Saturday

Bootstrapping

You better believe you have to become a bootstrapping artist if your small business is going to survive. You have to learn to improvise, make things up as you go along, innovate, create and adapt.

One of the areas that will require the most bootstrapping is money (currency, capital, revenues, whatever you want to call it). For some small business people, raising money is as simple as getting a venture capitalist to fund their initial start up (and maybe even continue to pump money into the business as it progresses). But the trouble with venture capitalists is that they often own a big piece of the business and you can’t get rid of them. They often want to sit on the board, dictate business strategy, and otherwise tell you how to run the show. There is nothing wrong with this. It is just that for some small business people, it is not how they want to run their business. They want to call the shots.

Calling the shots, therefore, will mean bootstrapping. How can you raise money without a venture capitalist? Strong marketing, more sales, higher revenues? Tapping personal assets like retirement accounts and real estate? Leveraging? Selling the family jewelry? Getting a loan from the SBA (Small Business Association)? Operating in the red till it turns green? Whatever the plan, it’s called bootstrapping. Small businesses will have to do at least some of this, if not a lot, given the situation right now in the economy and with the banks.

Do you know that many entrepreneurs consider themselves bootstrappers? Look at Google. Sergey Brin and Larry Page did not use venture capitalists to fund Google. They bootstrapped. They economized, used equipment they already owned, tapped their credit cards for funds. They did not go to venture captitalists. Now look at them?

Other entrepreneurs bootstrapped by offering equity stakes in the company in lieu of having to come up with cash for products and services they needed in the start up phase of the business. But sometimes, when you are starting with "nothing," you don't have a choice. You either get a venture capitalist, or you find ways to bootrap.
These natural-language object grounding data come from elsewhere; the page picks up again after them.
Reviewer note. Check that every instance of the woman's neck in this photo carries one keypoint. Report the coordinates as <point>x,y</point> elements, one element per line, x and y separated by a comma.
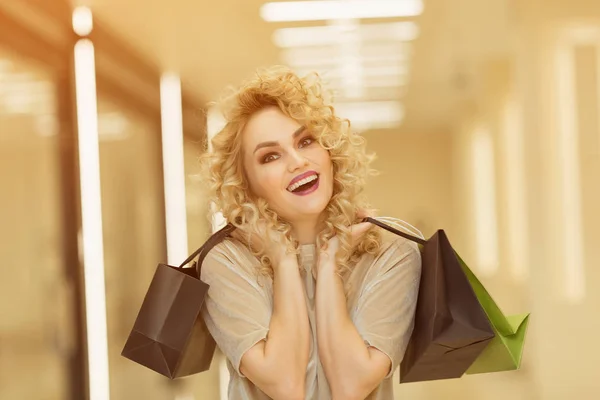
<point>306,230</point>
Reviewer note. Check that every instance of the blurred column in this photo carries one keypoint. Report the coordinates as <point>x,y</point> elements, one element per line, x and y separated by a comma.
<point>563,351</point>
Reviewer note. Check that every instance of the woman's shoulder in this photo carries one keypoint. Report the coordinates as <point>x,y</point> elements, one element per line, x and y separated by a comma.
<point>229,255</point>
<point>392,244</point>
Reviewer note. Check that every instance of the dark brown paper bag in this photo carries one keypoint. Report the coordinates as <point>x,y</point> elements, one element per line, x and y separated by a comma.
<point>169,335</point>
<point>451,328</point>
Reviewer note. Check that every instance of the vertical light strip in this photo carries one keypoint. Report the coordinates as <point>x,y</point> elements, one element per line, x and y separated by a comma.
<point>174,168</point>
<point>597,44</point>
<point>515,190</point>
<point>486,227</point>
<point>570,188</point>
<point>91,218</point>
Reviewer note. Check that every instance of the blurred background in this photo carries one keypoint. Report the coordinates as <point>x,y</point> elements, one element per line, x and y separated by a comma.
<point>484,115</point>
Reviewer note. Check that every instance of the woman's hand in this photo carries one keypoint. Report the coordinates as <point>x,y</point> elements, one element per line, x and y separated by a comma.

The great thing about today's reality, is that you can start a business from any Starbucks. You don't need a fixed office for most types of businesses, so you can save a ton of money right there on overhead costs (one of the biggest expenses for startups). If you have a laptop and a cell phone, that is literally all you need. You can literally be sitting in the sculpture wing of the Metropolitan Museum of Art while communicating with customers in Tel Aviv or Mumbai. That is bootstrapping right there at it's most glorious.